Effect of Welding Parameters on Nanostructured Fe-(C, B)-(Cr, Nb) Alloys

New nanostructured Fe-(Nb,Cr)-(C,B) multicomponent alloys have been developed for hardfacing application. They have better wear resistance than traditional Fe-Cr-C alloys. The nano-alpha-Fe, eutectic and hard carboborides phases of the weld metal usually show variations with the welding procedure. 6 test samples with different heat input were welded. It was observed that the percentage of eutectic phase and the distance between carboborides increased for the high heat input. Microhardness of eutectic phases showed a linear relationship with the spacing. Samples with high percentage of alpha-Fe phases showed a severe plastic deformation. Wear resistance was optimal for thinner eutectics phases. The presence of needles carboborides improved wear resistance.
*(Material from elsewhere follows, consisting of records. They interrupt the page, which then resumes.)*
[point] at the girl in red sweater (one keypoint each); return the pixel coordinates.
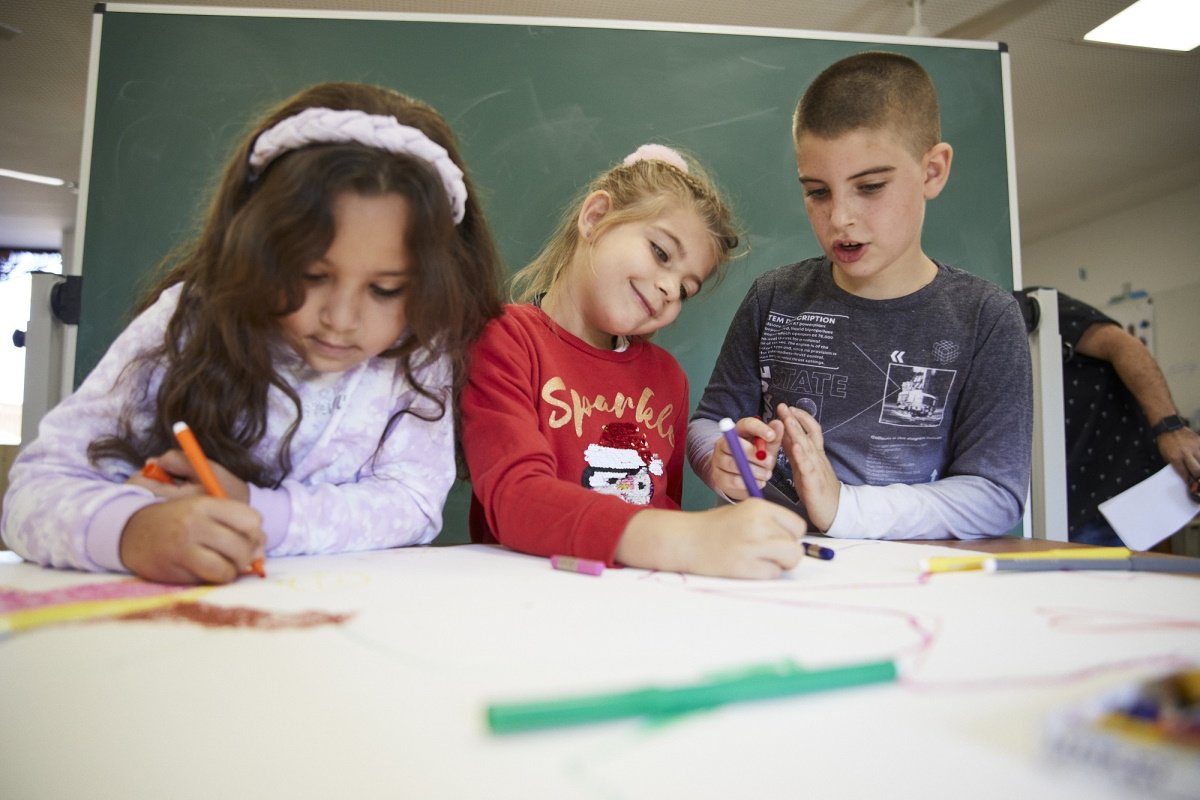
(575, 423)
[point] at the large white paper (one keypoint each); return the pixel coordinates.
(390, 702)
(1151, 511)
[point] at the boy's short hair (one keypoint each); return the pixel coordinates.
(871, 90)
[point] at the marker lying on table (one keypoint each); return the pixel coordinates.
(759, 684)
(199, 463)
(571, 564)
(959, 563)
(1133, 563)
(739, 456)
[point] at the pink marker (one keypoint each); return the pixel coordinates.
(573, 564)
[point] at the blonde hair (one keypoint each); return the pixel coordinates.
(640, 190)
(871, 90)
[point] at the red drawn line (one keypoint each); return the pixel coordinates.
(21, 600)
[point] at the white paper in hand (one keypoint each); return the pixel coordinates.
(1151, 511)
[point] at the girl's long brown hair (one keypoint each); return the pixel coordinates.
(244, 272)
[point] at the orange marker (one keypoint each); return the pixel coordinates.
(156, 473)
(198, 461)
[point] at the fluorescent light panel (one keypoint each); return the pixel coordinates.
(33, 179)
(1158, 24)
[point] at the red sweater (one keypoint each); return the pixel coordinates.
(564, 441)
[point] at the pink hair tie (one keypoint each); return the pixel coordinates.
(657, 152)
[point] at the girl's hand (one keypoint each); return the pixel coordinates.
(816, 483)
(724, 474)
(754, 539)
(175, 463)
(192, 540)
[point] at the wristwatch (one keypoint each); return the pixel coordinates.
(1168, 423)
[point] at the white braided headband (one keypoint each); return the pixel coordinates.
(657, 152)
(328, 126)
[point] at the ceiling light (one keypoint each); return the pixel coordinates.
(33, 179)
(1158, 24)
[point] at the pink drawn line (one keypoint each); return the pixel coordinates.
(21, 600)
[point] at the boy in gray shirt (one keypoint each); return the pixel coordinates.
(892, 391)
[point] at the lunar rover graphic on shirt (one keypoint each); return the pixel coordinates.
(916, 396)
(622, 464)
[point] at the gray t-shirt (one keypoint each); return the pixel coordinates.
(924, 401)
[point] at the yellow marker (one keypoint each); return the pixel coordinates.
(31, 618)
(963, 563)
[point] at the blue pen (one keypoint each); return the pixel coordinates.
(739, 456)
(816, 551)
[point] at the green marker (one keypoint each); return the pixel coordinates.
(754, 685)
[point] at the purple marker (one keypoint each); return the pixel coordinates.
(739, 456)
(571, 564)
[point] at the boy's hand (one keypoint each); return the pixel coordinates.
(723, 470)
(175, 463)
(192, 540)
(816, 483)
(754, 539)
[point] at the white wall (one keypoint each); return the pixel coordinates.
(1152, 247)
(1155, 246)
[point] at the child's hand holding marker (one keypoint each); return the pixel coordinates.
(199, 534)
(759, 443)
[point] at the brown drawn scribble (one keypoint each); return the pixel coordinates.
(210, 615)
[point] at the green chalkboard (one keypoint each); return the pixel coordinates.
(539, 109)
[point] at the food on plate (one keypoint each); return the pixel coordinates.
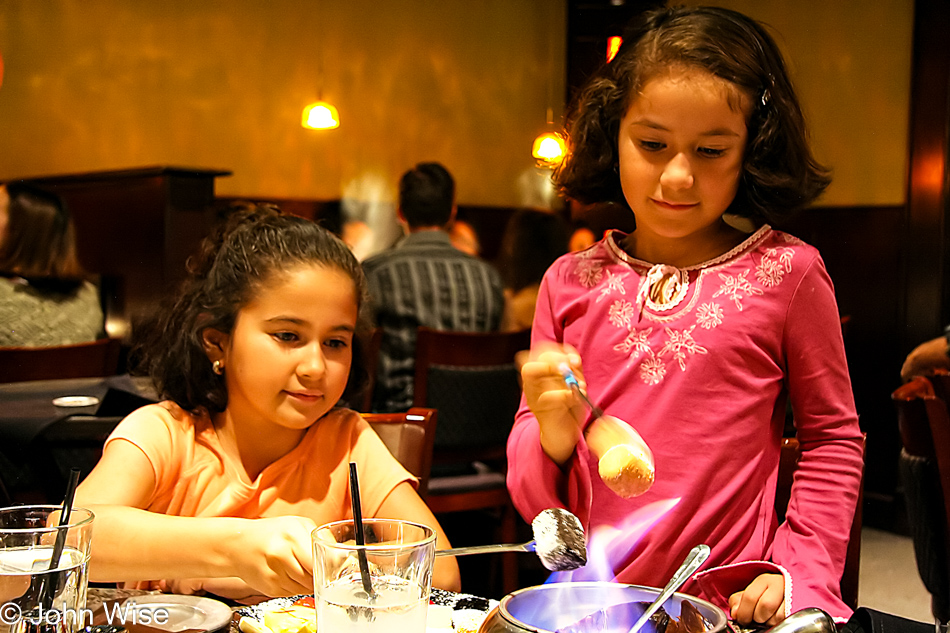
(299, 617)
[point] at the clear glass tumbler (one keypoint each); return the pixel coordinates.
(397, 560)
(43, 569)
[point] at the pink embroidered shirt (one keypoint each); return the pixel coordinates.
(701, 362)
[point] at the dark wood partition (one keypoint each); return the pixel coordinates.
(135, 228)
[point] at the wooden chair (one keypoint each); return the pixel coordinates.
(924, 425)
(83, 360)
(409, 437)
(791, 454)
(472, 380)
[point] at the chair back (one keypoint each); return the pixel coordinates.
(370, 351)
(83, 360)
(409, 437)
(472, 380)
(788, 464)
(924, 425)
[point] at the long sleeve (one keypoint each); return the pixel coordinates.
(812, 543)
(534, 480)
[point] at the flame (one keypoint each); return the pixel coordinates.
(614, 543)
(613, 47)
针对堆焊应用场景，本研究研发了新型纳米结构Fe-(Nb,Cr)-(C,B)多组元合金。该合金的耐磨性能优于传统Fe-Cr-C合金。焊缝金属中的纳米α-Fe相、共晶相及硬质碳硼化物（carboboride）相通常会随焊接工艺产生变化。本次实验采用不同热输入量焊接了6个测试试样。观测结果表明，当热输入量较高时，共晶相占比与碳硼化物间距均出现增大。共晶相的显微硬度与该间距呈线性相关关系。α-Fe相占比较高的试样发生了严重的塑性变形。当共晶相厚度较小时，合金耐磨性能达到最优。针状碳硼化物的存在可有效提升合金耐磨性能。